Pre-computation and materialization of views with aggregate functions
is a common technique in Data Warehouses. Due to the complex structure
of the warehouse and the different profiles of the users who submit
queries, there is need for tools that will automate the selection and
management of the materialized data. In this paper we present DynaMat,
a system that dynamically materializes information at multiple levels
of granularity in order to match the demand (workload) but also takes
into account the maintenance restrictions for the warehouse, such as
down time to update the views and space availability. DynaMat unifies
the view selection and the view maintenance problems under a single
framework using a ``goodness'' measure for the materialized views.

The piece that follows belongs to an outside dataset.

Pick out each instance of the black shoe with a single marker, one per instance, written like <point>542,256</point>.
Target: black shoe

DynaMat constantly monitors incoming queries and materializes the best
set of views subject to the space constraints. During updates, DynaMat
reconciles the current materialized view selection and refreshes the
most beneficial subset of it within a given maintenance window. We
compare DynaMat against a system that is given all queries in advance
and the pre-computed optimal static view selection. The comparison is
made based on a new metric, the Detailed Cost Savings Ratio introduced
for quantifying the benefits of view materialization against incoming
queries. These experiments show that DynaMat's dynamic view selection
outperforms the optimal static view selection and thus, any
sub-optimal static algorithm that has appeared in the literature.